Phase 7: Exit. Sale, inheritance, or move abroad. Each carries a different tax footprint, and the ten-year Spekulationsfrist clock, which started ticking at the Beurkundung in phase 4, shapes whether a sale is tax-free or fully taxable.
How long does it actually take?
End to end, a typical purchase from first viewing to handover spans three to nine months. The notary phase itself is compressed, often two to six weeks between Beurkundung and final payment. The slower parts are search, financing finalisation, and the Grundbuch's own processing time.
What is non-negotiable
A few elements of this sequence cannot be optimised away. Every transfer of German real estate must go through a Notar. The Grundbuch is the legal source of truth, not the contract, not the listing, not the verbal agreement. Grunderwerbsteuer (state transfer tax) is paid by the buyer at fixed rates per Bundesland. Kaufnebenkosten, the full set of transaction costs, typically run to nine to twelve percent of purchase price.
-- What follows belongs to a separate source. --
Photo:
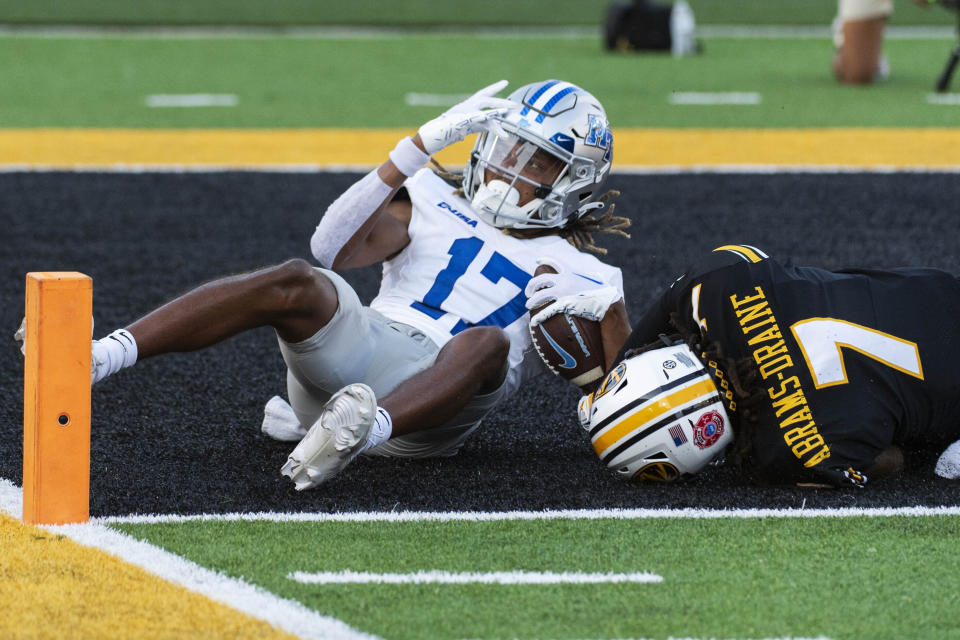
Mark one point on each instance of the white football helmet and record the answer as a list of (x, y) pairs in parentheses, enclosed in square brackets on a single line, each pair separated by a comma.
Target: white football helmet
[(657, 416), (555, 146)]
The friction is real, and it is also what protects buyers and sellers from many of the failure modes common in lighter-touch systems.
Where this goes next
The lessons that follow zoom into each phase: how search and sourcing actually work, what financing in Germany looks like, what the Notar does (and does not do), what ownership feels like, and how the eventual exit is structured.
Key takeaways
- A German purchase runs through seven phases: pre-approval, search, offer, notarial signing, payment and handover, ownership, and exit.
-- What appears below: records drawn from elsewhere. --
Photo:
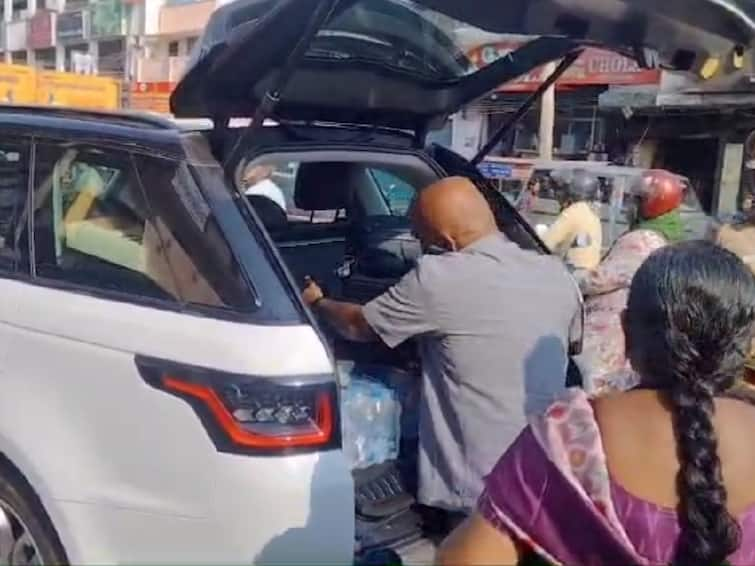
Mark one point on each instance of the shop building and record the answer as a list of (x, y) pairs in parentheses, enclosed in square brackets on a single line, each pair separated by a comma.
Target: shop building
[(701, 129), (579, 129)]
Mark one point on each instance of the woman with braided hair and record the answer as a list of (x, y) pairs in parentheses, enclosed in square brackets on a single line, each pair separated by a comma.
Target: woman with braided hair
[(661, 474)]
- From first viewing to handover usually takes three to nine months; the binding moment is the notarial Beurkundung.
- Some steps are fixed: every transfer needs a Notar, the Grundbuch is the source of truth, and Kaufnebenkosten run roughly nine to twelve percent.
This lesson is educational, not financial or tax advice. Financemate is not a financial advisor (Finanzberater), tax advisor (Steuerberater), or investment advisor (Anlageberater). Figures are illustrative. Property investment carries risk, including the possible loss of capital invested. Tax outcomes depend on your individual circumstances; consult a licensed Steuerberater for advice specific to your situation.